The way that the political media reports on the Labour Party at present is heavily coloured by the fact that they got the 2017 general election so wrong. Back then they fed into a narrative that Labour were going to be decimated; when Labour only did fairly badly instead, there were some red faces. As a result, there has been a massive overcompensation to those prognostications; now, the Labour Party is definitely going to win the next general election. The party is “buzzing” and we’re back to examining the major problems the Conservative party has, problems it has mostly had in one way or another for the past 25 years and yet that didn’t stop them winning the 2015 general election.
This year’s conference season reminded me a little bit of 2012’s edition. Labour conference was buzzing that year, with the feeling that the coalition government was on the verge of splitting apart. Add to that the “omnishambles” budget and the fact that Labour were about 12 points up in the polls, all of which seemed to cement the idea that Labour were definitely going to be in government, possibly within the next year. This was the taken assumption. Only, it didn’t work out that way, and Labour had to wait another two and half years, only to then be crushed by the Tories.
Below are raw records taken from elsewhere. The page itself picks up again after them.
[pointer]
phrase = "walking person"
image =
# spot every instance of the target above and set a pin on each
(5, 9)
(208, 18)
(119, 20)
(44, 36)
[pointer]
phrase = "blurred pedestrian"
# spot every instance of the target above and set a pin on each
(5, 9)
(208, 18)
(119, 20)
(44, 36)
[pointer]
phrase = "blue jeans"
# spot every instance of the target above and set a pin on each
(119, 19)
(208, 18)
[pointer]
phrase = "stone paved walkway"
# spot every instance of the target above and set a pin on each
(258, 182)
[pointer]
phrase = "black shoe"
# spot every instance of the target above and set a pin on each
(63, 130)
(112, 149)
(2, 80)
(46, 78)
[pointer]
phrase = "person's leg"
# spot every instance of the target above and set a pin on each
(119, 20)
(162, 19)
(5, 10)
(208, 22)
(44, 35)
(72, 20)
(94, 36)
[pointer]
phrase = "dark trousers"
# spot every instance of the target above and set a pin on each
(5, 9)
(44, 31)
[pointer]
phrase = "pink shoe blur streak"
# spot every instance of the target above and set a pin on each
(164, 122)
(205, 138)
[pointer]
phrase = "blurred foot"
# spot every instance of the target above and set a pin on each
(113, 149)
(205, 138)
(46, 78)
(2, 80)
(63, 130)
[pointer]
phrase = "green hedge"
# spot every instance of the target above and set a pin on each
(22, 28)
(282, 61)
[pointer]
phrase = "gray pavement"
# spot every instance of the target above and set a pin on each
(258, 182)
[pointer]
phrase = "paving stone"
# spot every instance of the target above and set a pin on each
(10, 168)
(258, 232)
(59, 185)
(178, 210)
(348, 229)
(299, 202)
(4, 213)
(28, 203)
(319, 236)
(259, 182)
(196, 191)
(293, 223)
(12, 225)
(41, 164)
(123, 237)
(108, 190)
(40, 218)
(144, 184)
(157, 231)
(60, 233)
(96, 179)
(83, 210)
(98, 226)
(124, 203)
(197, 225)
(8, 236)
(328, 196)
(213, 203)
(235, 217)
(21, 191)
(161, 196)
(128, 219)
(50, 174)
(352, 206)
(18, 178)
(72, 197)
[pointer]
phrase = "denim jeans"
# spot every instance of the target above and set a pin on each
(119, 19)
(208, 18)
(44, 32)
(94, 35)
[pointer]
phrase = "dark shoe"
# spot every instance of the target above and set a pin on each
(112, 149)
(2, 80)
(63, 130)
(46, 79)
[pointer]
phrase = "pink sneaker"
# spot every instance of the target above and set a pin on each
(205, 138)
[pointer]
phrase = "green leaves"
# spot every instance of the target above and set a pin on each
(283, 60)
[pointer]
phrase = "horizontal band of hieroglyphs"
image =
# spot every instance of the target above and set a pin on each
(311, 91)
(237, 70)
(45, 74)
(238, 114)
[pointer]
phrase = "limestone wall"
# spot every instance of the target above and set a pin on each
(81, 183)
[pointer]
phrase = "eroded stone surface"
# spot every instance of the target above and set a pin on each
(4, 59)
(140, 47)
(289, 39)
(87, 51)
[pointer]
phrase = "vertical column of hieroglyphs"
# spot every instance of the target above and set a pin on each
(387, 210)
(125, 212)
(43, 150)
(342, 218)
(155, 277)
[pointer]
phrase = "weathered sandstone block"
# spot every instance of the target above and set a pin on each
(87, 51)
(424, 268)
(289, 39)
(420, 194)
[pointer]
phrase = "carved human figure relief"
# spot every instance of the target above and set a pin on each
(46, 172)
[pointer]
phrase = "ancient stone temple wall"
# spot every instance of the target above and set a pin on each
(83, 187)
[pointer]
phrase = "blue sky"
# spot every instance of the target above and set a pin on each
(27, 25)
Looking back six years and comparing it to now, my main take aways are that the Labour Party was united then in a way that it is a long way from today; that they were much more popular with the public at large, particularly with parts of the electorate they are nowhere near now; 2012 conference really was buzzing in a way the 2018 edition was not; and that, for whatever this is worth, the business community seemed to consider the possibility of a Labour government about ten times more seriously than they do now. So much of the rhetoric within Labour circles at present is eerily reminiscent of what was heard in 2012: that a general election Labour has no way of bringing about is just around the corner and will be won decisively. Again, at least in 2012 the polls were heavily in Labour’s favour; a YouGov poll out today puts the Tories six points ahead. Imagine what happens if there is a new Conservative leader that is actually popular?
Yes, the Tories have to navigate Brexit, which is a huge hurdle. But if May manages to cobble something together and gets it through parliament, even if it’s by one vote, what does Labour do then? What’s the back up plan here? What is most likely if that happens is that while the Conservatives will get on with electing a new leader, Labour’s divisions will rear their head again.